Erdogan’s government claims the trial is a political hit job fueled by accusations from his exiled rival Fethullah Gulen — a charge U.S. prosecutors have said is “ridiculous.”
As NBC News has previously reported, Mueller has been looking into whether Turkish officials offered last year to pay millions of dollars to Mike Flynn, then on the cusp of briefly serving as President Donald Trump’s national security adviser, to get Gulen sent back to Turkey and the Zarrab case scuttled. Flynn was fired less than a month into his job in the Trump cabinet.
It’s not clear what information Zarrab has provided to prosecutors or how much of it will come out during Atilla’s trial.
The trial playing out in Manhattan over the next two weeks, which has strained Turkish-American relations, has nothing to do with Mueller or his broad investigation into foreign meddling in the 2016 U.S. presidential election.
Instead, it focuses on allegations Atilla helped Zarrab and seven others, including Turkey’s economic minister, carry out a plan to flout U.S. sanctions intended to curb Tehran’s nuclear ambitions.

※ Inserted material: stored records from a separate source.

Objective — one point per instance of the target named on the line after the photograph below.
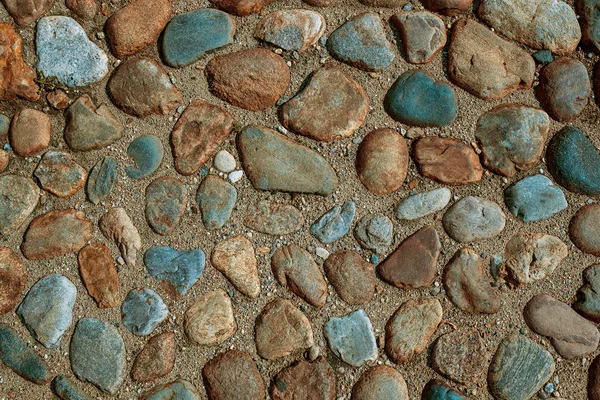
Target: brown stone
(382, 161)
(197, 134)
(156, 359)
(29, 132)
(305, 381)
(253, 79)
(414, 263)
(137, 25)
(447, 160)
(56, 233)
(99, 274)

The goal, prosecutors say, was to free up the proceeds of Iran’s sale of oil and gas to Turkey. The conspirators allegedly used front companies owned by Zarrab, bogus documents and bribes to cover up transactions that went through U.S. banks disguised as sales of gold for jewelry-making or food for humanitarian purposes.
“His lies blew a billion-dollar hole in the U.S. sanctions on Iran,” Denton said of Atilla, describing the deputy general manager of state-owned Halkbank as the man at the center of the scheme.
In his opening statement, Atilla’s defense attorney, Victor Rocco, told jurors the U.S. had made a deal with the mastermind of the plot and that his client was used by Zarrab, a fabulously wealthy businessman who handed out tens of millions in bribes.
“Atilla is another one of Reza Zarrab’s many victims, a hapless, helpless pawn,” Rocco said. “This trial, I submit to you, is really the Reza Zarrab show.”
“They will open a sewer in this courtroom and Zarrab will crawl up,” he added.
Zarrab, who is married to a Turkish pop star and has a fleet of luxury vehicles and a flotilla of boats, was arrested in March 2016 when he arrived in the U.S. for a family trip to Disney World.
In recent weeks, he was moved out of a federal lockup in Manhattan but remained in federal custody — the first clear sign he was cooperating. Atilla’s defense team tried to get the trial delayed two weeks to deal with the surprise development, but the judge refused.
In a sign of the trial’s importance, acting U.S. Attorney Joon Kim sat in the back of U.S. District Judge Richard Berman’s courtroom during the opening arguments.